O juiz Daniel Werneck Cotta, em exercício no II Tribunal do Júri, marcou para às 9h30 do dia 1o de junho os novos depoimentos do médico e ex-vereador Jairo Souza Santos Júnior, o Jairinho, e da ex-namorada dele, a professora Monique Medeiros da Costa e Silva, no processo em que os dois são réus pela morte do filho dela, Henry Borel Medeiros , em 8 de março de 2021.

Na mesma audiência, ainda serão ouvidos o perito legista Leonardo Huber Tauil, que assinou o laudo de necropsia do menino, atestando que ele sofreu hemorragia interna e laceração hepática, provocada por ação contundente; e o assistente técnico Sami El Jundi, contratado pelos advogados do ex-parlamentar.

No último dia 22 de março, desembargadores da 7ª Câmara Criminal do Tribunal de Justiça do Rio acolheram o pedido de Jairinho e determinaram que fosse marcado o depoimento de Leonardo Huber Tauil e dos assistentes técnicos indicados.

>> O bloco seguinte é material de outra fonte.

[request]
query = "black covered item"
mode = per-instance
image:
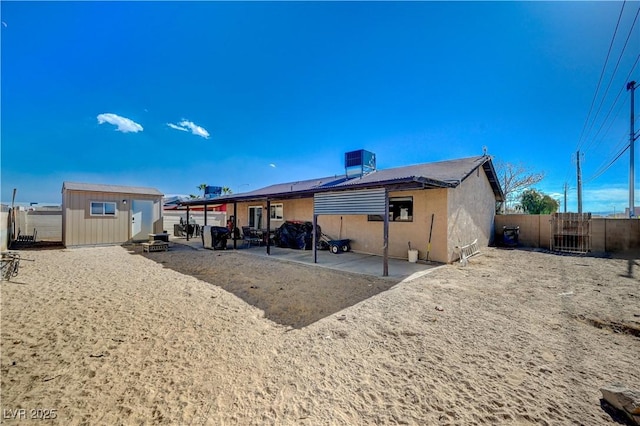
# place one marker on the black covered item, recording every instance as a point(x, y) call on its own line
point(219, 236)
point(296, 235)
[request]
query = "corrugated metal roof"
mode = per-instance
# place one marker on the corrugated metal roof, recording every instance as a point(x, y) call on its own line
point(441, 174)
point(96, 187)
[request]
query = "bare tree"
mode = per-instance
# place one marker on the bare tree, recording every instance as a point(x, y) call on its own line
point(514, 178)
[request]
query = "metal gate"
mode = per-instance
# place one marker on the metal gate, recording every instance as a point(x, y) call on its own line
point(571, 232)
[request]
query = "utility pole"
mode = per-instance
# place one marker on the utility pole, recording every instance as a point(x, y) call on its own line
point(632, 211)
point(579, 182)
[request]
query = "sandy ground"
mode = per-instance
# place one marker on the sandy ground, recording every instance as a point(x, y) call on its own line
point(109, 336)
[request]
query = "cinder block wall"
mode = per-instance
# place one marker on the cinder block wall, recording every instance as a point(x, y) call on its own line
point(606, 234)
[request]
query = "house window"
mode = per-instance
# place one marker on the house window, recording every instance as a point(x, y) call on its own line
point(101, 208)
point(276, 212)
point(255, 217)
point(400, 210)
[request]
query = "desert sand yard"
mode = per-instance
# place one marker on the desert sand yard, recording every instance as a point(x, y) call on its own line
point(109, 336)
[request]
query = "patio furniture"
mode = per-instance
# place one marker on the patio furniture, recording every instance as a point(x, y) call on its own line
point(250, 236)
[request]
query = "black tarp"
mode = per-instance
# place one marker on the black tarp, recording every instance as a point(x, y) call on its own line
point(296, 235)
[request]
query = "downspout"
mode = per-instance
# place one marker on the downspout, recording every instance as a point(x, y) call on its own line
point(268, 226)
point(385, 247)
point(187, 223)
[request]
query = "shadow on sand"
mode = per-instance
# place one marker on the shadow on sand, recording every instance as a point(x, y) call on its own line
point(288, 293)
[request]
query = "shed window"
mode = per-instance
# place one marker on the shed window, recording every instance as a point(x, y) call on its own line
point(277, 212)
point(100, 208)
point(400, 210)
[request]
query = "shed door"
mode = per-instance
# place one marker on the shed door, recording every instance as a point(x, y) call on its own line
point(141, 219)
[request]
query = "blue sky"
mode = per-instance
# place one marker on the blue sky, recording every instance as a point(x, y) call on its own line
point(245, 94)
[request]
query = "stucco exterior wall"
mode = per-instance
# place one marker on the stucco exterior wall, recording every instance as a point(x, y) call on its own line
point(366, 236)
point(80, 228)
point(471, 212)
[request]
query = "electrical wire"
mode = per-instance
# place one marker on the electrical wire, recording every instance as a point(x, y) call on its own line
point(609, 85)
point(604, 67)
point(603, 169)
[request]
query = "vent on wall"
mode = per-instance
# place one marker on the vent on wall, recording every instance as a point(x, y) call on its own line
point(359, 163)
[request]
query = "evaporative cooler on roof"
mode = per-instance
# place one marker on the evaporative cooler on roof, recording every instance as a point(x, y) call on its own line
point(359, 163)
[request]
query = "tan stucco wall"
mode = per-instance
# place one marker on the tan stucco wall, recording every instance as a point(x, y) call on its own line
point(80, 228)
point(471, 208)
point(367, 237)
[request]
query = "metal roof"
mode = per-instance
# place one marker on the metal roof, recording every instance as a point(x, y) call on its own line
point(441, 174)
point(96, 187)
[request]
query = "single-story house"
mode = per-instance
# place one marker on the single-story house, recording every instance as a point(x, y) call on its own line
point(434, 206)
point(96, 214)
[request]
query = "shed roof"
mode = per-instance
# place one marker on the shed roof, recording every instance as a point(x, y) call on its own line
point(96, 187)
point(441, 174)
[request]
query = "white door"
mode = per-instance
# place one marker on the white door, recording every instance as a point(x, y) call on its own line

Os advogados Telmo Bernardo, Flavia Fróes, Eric Trotte e Bruno Albernaz ajuizaram o habeas corpus para que as oitivas acontecessem.

“Peritos, com expertise internacional, atuando em favor da defesa, apontam graves indícios de violação da cadeia de custódia da prova penal pelo perito, e graves indicativos de parcialidade, de comprometimento com o resultado final do processo em favor da tese acusatória condenatória”, disseram os advogados, no pedido.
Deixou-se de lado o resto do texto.